6 " The American really loves nothing but his automobile: not his wife his child nor his country nor even his bank-account first (in fact he doesn't really love that bank-account nearly as much as foreigners like to think because he will spend almost any or all of it for almost anything provided it is valueless enough) but his motor-car. Because the automobile has become our national sex symbol. We cannot really enjoy anything unless we can go up an alley for it. Yet our whole background and raising and training forbids the sub rosa and surreptitious. So we have to divorce our wife today in order to remove from our mistress the odium of mistress in order to divorce our wife tomorrow in order to remove from our mistress and so on. As a result of which the American woman has become cold and and undersexed; she has projected her libido on to the automobile not only because its glitter and gadgets and mobility pander to her vanity and incapacity (because of the dress decreed upon her by the national retailers association) to walk but because it will not maul her and tousle her, get her all sweaty and disarranged.
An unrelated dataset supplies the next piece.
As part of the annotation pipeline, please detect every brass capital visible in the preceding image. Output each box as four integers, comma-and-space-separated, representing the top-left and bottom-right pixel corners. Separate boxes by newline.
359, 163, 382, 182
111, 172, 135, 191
So in order to capture and master anything at all of her anymore the American man has got to make that car his own. Which is why let him live in a rented rathole though he must he will not only own one but renew it each year in pristine virginity, lending it to no one, letting no other hand ever know the last secret forever chaste forever wanton intimacy of its pedals and levers, having nowhere to go in it himself and even if he did he would not go where scratch or blemish might deface it, spending all Sunday morning washing and polishing and waxing it because in doing that he is caressing the body of the woman who has long since now denied him her bed. "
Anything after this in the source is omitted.